Consider including the people who write your company policies and procedures to be members of the audit task force. Those people can fully explain the purpose and content of the policies and procedures. A side benefit is that they actually educate many members of the task force who may not fully understand existing policies and procedures. Consider including representatives from the internal audit department. These individuals can add tremendous value based on their in-depth auditing experience.
Finally, consider including representatives from human resources. Their input will be critical when you discuss the disciplinary action consequences for failing audits.
Challenge the task force to develop an in-store audit that addresses shortage control in all areas of store operations. This does not normally include creating new policies and procedures, but just selecting those that will make a difference in reducing inventory shrink.
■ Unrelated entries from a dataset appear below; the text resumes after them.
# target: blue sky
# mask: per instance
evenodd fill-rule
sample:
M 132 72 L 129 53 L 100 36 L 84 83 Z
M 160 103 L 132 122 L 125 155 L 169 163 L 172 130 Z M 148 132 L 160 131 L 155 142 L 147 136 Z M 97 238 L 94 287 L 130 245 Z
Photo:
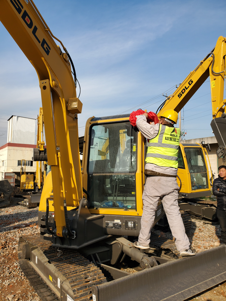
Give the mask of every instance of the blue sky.
M 73 60 L 83 104 L 80 135 L 90 116 L 129 113 L 134 107 L 155 112 L 165 98 L 139 105 L 180 83 L 218 37 L 226 36 L 221 0 L 35 3 Z M 36 118 L 41 102 L 35 71 L 1 23 L 0 35 L 1 145 L 7 119 Z M 209 80 L 184 108 L 187 139 L 213 135 Z

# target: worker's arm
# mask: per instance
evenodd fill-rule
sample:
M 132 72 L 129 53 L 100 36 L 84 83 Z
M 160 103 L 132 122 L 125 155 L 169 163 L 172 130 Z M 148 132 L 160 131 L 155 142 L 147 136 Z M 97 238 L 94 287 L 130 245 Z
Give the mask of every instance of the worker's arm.
M 213 183 L 213 194 L 216 197 L 221 197 L 226 195 L 226 191 L 223 188 L 218 187 L 215 181 L 214 181 Z
M 145 115 L 139 115 L 136 117 L 137 126 L 145 137 L 150 140 L 157 135 L 159 129 L 159 123 L 149 124 L 147 122 L 147 118 Z

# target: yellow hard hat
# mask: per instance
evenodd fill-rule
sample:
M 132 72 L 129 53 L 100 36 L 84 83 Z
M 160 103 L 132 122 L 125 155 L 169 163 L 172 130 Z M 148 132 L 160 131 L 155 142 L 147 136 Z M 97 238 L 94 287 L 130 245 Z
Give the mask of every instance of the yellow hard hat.
M 161 114 L 161 116 L 159 116 L 159 118 L 160 119 L 161 117 L 165 117 L 176 123 L 178 119 L 178 113 L 173 110 L 166 110 Z

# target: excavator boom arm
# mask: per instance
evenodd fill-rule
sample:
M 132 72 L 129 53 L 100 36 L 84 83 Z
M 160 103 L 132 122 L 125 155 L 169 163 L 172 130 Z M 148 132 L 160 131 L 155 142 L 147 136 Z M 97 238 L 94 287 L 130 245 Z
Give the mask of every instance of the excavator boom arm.
M 77 100 L 71 63 L 66 48 L 63 53 L 56 45 L 32 0 L 1 0 L 1 4 L 0 20 L 39 77 L 48 163 L 52 168 L 57 232 L 62 237 L 66 225 L 65 202 L 67 206 L 76 206 L 83 197 L 77 117 L 81 104 L 75 115 L 67 109 L 69 99 Z
M 214 49 L 167 98 L 157 114 L 160 116 L 164 111 L 170 109 L 179 112 L 209 76 L 213 119 L 211 125 L 219 145 L 217 151 L 218 158 L 226 157 L 226 99 L 223 99 L 225 55 L 226 38 L 221 36 Z

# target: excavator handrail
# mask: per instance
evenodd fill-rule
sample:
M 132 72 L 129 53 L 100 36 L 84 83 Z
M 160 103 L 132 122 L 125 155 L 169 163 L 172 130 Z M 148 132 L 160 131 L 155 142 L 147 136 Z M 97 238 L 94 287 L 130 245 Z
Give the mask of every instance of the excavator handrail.
M 212 179 L 212 186 L 211 185 L 211 184 L 210 184 L 210 187 L 213 187 L 213 175 L 212 173 L 212 169 L 211 168 L 211 165 L 210 165 L 210 161 L 209 160 L 209 156 L 208 154 L 208 153 L 205 147 L 203 147 L 203 149 L 204 150 L 204 151 L 205 151 L 206 153 L 206 154 L 207 155 L 207 158 L 208 158 L 208 160 L 209 161 L 209 168 L 210 169 L 210 172 L 211 174 L 211 178 Z

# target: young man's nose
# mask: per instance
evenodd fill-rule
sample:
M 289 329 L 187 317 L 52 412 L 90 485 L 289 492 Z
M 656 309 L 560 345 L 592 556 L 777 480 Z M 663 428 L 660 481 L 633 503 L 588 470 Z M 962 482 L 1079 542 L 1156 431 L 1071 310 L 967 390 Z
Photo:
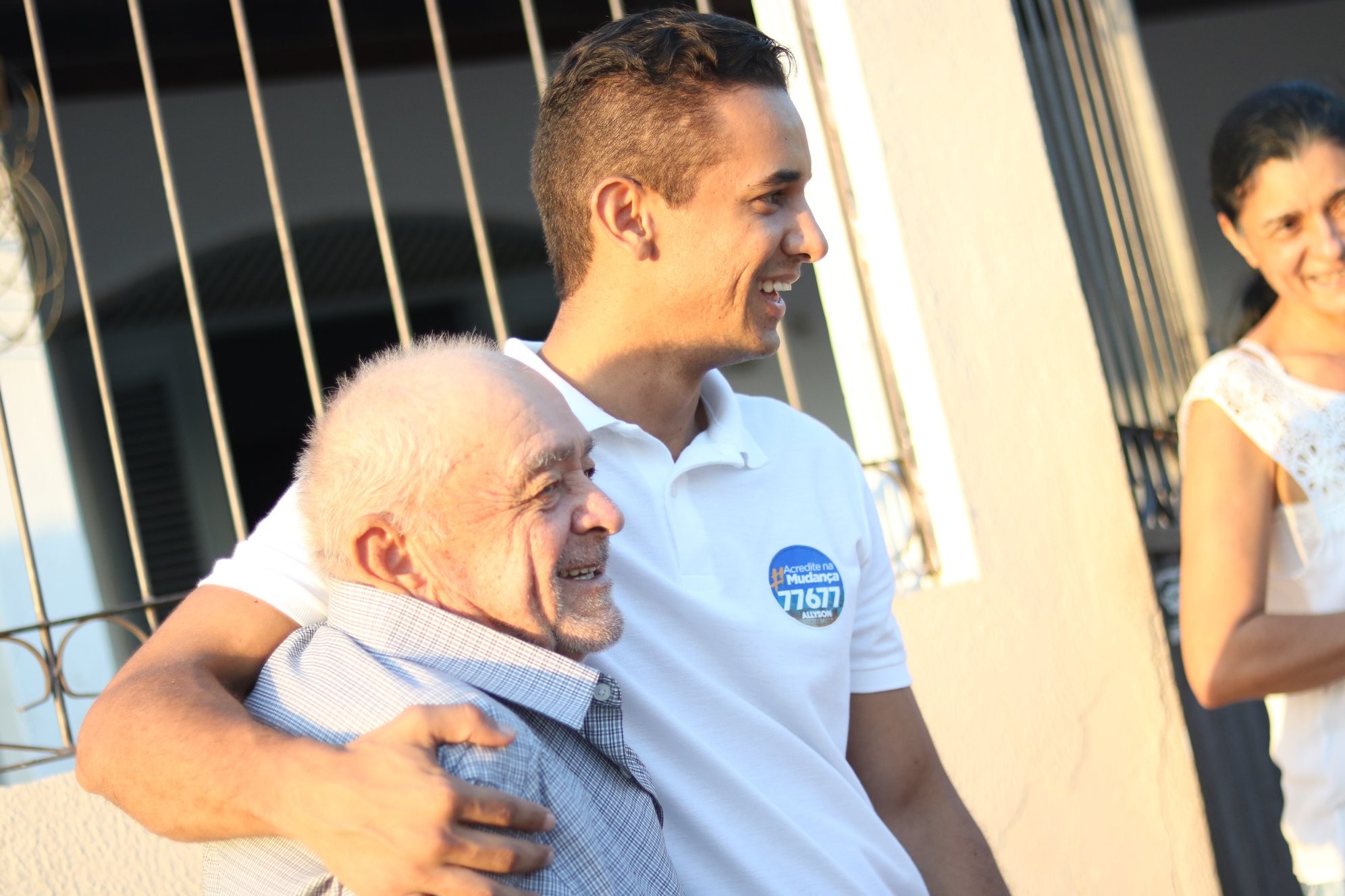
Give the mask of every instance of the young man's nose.
M 621 513 L 621 508 L 607 497 L 607 492 L 590 484 L 584 502 L 574 509 L 572 523 L 577 535 L 596 529 L 616 535 L 625 525 L 625 516 Z
M 790 255 L 803 255 L 803 261 L 808 262 L 820 261 L 827 254 L 827 238 L 807 206 L 799 214 L 798 227 L 785 238 L 784 251 Z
The breakdown of our operational controls is a primary contributor to many of our profitability dilemmas, and a key component of a plethora of our loss prevention concerns. Directly and/or indirectly, these breakdowns can have a negative influence on every aspect of the business and can have a dramatic impact on bottom-line results.
Scoring the Audit
An in-store audit is a tool—not a test. The audit should serve to make the store or other facility more efficient and more profitable, working with the store teams and providing a means to train and develop the associates. It is vital that we approach our audit functions with the appropriate understanding of our role in order to most effectively serve the company. That understanding should be reflected in the way that the audit document is constructed, completed, and presented. The spirit of the entire process should be one of growth and progress.
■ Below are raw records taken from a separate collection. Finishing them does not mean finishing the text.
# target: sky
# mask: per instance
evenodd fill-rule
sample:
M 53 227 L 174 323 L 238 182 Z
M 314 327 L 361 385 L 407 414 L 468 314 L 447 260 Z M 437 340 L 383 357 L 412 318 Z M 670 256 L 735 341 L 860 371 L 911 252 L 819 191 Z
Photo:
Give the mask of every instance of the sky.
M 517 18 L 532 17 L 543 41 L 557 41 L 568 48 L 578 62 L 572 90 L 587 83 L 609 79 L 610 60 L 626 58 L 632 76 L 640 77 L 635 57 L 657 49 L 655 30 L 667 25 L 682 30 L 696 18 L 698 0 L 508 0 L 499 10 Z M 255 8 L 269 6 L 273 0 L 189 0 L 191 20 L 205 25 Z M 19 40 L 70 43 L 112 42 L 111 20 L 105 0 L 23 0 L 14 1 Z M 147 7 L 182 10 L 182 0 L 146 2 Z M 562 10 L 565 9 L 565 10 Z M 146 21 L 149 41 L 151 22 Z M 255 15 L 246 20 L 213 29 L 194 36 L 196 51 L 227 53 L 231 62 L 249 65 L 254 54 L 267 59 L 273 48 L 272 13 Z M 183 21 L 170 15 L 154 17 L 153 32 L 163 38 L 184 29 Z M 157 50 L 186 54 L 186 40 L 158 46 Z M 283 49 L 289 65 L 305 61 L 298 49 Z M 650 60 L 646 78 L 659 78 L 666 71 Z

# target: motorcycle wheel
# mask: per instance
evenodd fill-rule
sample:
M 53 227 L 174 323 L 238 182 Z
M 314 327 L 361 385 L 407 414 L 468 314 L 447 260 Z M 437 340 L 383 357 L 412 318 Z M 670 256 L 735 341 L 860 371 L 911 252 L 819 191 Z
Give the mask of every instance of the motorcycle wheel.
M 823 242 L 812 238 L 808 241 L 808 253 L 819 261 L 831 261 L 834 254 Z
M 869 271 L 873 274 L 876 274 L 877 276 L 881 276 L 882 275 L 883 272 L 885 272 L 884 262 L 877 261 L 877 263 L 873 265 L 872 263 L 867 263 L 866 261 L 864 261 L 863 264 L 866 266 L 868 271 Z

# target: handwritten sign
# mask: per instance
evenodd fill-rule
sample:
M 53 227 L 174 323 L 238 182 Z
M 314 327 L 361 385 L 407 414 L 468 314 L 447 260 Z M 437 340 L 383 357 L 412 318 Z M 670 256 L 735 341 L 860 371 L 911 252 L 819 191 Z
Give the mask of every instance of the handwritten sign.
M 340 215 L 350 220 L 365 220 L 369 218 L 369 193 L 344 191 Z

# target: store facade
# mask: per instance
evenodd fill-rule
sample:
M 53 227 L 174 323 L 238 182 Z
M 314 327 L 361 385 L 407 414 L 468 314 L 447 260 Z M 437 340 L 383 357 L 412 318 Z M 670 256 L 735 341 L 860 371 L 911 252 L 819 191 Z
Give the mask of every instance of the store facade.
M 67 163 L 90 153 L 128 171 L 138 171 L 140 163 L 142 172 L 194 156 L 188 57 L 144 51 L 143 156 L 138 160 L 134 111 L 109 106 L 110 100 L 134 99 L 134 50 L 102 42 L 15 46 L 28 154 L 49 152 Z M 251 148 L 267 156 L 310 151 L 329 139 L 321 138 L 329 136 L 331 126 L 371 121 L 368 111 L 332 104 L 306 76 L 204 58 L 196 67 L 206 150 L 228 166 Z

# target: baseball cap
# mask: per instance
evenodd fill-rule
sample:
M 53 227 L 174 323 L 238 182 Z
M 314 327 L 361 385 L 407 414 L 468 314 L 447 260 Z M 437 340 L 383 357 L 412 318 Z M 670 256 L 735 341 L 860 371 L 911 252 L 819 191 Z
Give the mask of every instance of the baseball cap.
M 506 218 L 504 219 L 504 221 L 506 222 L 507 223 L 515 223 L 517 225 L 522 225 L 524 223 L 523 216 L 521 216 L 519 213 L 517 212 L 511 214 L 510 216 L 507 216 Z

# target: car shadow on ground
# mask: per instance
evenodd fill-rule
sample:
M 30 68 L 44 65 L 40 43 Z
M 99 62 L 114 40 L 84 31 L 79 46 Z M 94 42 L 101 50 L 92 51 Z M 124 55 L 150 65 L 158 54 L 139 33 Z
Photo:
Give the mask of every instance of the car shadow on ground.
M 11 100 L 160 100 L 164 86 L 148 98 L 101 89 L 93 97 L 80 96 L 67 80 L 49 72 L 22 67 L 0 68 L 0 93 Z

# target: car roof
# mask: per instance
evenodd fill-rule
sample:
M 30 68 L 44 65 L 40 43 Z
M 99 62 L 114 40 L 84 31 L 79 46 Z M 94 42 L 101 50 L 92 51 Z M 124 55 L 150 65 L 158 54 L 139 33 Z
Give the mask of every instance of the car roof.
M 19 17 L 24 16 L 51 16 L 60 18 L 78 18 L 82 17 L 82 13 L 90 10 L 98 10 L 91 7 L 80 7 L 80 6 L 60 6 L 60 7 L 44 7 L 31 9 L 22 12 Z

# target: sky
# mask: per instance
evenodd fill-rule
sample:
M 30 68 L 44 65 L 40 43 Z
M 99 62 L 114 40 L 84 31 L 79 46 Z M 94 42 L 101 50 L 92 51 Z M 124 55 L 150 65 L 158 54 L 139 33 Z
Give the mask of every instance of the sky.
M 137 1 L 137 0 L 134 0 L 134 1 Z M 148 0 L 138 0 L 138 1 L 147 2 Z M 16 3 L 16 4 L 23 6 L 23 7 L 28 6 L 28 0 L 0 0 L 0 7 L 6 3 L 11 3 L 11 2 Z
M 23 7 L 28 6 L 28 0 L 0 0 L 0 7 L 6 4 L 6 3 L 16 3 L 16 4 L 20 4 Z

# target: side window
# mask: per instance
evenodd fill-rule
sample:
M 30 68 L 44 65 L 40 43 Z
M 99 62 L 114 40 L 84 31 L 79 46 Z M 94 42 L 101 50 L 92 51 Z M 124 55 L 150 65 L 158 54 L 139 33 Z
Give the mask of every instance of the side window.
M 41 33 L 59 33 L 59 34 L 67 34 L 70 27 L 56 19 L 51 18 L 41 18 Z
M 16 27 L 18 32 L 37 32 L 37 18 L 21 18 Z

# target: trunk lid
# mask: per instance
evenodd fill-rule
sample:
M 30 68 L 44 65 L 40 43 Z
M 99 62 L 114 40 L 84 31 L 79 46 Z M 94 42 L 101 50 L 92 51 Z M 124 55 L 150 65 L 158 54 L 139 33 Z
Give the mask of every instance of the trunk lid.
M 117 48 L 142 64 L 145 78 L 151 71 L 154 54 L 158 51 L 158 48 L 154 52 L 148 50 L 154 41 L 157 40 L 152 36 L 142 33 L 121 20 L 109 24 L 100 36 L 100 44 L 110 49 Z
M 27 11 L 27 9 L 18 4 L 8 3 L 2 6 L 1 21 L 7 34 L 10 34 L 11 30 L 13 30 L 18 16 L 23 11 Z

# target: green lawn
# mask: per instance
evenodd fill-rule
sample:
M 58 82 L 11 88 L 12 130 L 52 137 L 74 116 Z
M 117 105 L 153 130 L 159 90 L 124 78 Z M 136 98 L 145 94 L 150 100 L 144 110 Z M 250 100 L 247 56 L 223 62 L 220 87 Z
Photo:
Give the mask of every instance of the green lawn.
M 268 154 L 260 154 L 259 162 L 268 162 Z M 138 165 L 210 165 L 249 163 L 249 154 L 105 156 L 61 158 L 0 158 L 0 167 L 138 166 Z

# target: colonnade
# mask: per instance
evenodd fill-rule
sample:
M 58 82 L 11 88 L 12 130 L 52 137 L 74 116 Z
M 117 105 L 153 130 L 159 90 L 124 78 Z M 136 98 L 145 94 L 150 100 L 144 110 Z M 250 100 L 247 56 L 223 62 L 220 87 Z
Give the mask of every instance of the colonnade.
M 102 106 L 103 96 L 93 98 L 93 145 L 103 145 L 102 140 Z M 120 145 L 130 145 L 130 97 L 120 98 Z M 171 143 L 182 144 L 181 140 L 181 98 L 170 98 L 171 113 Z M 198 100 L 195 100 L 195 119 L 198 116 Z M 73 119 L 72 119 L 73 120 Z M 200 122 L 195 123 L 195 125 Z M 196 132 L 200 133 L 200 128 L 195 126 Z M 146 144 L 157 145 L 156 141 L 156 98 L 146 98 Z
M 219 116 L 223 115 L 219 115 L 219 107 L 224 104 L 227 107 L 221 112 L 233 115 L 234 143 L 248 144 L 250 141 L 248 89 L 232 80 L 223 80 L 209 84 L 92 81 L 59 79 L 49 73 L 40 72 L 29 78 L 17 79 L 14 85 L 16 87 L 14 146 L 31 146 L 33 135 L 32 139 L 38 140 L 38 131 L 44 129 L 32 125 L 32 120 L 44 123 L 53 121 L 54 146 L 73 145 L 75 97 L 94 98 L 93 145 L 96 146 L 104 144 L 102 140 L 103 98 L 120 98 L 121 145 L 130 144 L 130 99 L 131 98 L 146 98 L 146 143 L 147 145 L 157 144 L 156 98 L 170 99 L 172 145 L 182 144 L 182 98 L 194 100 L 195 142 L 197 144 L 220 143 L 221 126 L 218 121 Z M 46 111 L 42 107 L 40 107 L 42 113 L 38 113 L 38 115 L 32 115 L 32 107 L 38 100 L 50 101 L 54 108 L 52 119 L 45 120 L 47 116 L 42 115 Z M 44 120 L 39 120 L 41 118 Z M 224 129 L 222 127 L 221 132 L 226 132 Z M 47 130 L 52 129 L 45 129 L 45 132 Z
What is the best way to score the audit? One way is simply by using yes and no answers and creating a percentage of yes answers. An alternate way is assigning a point value to each question and weighting the questions based on value in controlling or reducing inventory shrink.
For example, if checking in merchandise that is shipped to your stores is an important focus to manage inventory shrink, questions regarding receiving should be more heavily weighted.
You can even have certain questions that result in an automatic failure, such as: if the auditor were to find the loading dock door open and unattended—automatic failure. Another possibility would be that if a question was found not in compliance in a previous audit and was found again not in compliance, it could result in an automatic failure.
There should be a passing score identified. This is an important part of holding people accountable for failing audits. Everyone should know the passing score and the consequences of failing an audit. This is where senior store management support is critical. If senior management supports consequences for failing audits, store management knows that it is a company priority.
If you have created an audit that monitors compliance to the required daily operating disciplines, a store manager who cannot pass their audits is not running a good store. The district manager will be aware, without the benefit of the audit, of a store that is not running the way it should. Therefore, the district manager will in most cases address and correct the issues or terminate the store manager long before the final step in the disciplinary action process.
Certainly, there is an organizational/administrative value tied to the audit score. But more importantly, the in-store audit should provide feedback regarding progress and achievement. It should be a tool for providing guidance to the stores on how to improve performance. It should provide motivation to improve, continue or renew effort and results. We have to see the audit and our role in the proper light if we expect to see the desired outcomes.